In Our Region:
Later, around 45 million years ago, Peratherium was a conspicuous inhabitant of San Diego’s Eocene subtropical forests. Its fossil teeth and bones are particularly common in the Friars Formation. Peratherium is also known from numerous other Eocene formations in western North America.
As in modern opossums, Peratherium had a long, probably prehensile tail to hold onto branches. It also had sharp front teeth (incisors) which it probably used to capture insects. Peratherium’s four molars in the lower and upper jaw demonstrate that it was a marsupial. In contrast, placental mammals have only three molars in the lower and upper jaw.

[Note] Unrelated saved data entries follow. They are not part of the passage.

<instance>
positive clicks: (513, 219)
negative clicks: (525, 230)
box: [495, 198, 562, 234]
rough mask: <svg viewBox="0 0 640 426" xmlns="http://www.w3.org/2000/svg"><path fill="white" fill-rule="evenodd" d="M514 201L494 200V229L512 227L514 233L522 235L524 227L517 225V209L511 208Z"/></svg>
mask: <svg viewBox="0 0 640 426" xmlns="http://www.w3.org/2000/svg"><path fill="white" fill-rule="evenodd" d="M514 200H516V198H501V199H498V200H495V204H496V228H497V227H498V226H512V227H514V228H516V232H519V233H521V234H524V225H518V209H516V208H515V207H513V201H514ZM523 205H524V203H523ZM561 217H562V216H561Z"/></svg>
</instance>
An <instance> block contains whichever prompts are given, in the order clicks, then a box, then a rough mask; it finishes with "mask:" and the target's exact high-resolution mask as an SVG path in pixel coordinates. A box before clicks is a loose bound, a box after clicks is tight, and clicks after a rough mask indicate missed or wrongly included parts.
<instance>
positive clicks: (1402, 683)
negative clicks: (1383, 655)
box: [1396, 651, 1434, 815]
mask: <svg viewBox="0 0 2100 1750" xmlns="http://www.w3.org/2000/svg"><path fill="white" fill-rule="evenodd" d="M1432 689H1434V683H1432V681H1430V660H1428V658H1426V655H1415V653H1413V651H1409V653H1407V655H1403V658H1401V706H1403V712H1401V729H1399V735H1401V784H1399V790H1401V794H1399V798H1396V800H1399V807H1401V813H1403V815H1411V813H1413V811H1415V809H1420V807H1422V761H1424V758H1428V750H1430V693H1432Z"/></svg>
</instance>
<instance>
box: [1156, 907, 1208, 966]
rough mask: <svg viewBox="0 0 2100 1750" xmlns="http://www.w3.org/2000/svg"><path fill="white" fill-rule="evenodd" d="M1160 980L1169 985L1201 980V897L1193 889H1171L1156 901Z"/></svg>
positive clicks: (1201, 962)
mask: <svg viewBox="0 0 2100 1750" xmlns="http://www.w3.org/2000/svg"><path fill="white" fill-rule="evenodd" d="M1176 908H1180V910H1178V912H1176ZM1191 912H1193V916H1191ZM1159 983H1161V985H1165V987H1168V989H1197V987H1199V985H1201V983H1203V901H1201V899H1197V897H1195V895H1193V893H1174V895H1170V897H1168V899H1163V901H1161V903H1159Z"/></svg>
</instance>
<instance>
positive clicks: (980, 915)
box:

Marsupials were plentiful during the Eocene. An even smaller opossum-like genus, Peradectes, lived alongside Peratherium in the San Diego region. Its fossils are rarer and less complete than those of Peratherium. Both of these marsupials had tiny fragile bones that are unlikely to be preserved as fossils. Usually, durable teeth are the only clues to their former presence. In rare cases such as the Eocene lake beds at Messel, Germany, whole skeletons of these ancient Eocene animals have been discovered.
By Oligocene time (about 25 million years ago), the marsupials became extinct in North America and Europe but continued to flourish in isolated Australia and South America. Much later, marsupial opossums returned to North America when the Panamanian land bridge was re-established between North and South America about 3 million years ago.
Our Virginia Opossum found foraging at dusk in local yards and gardens was introduced to the Pacific Coast in 1890.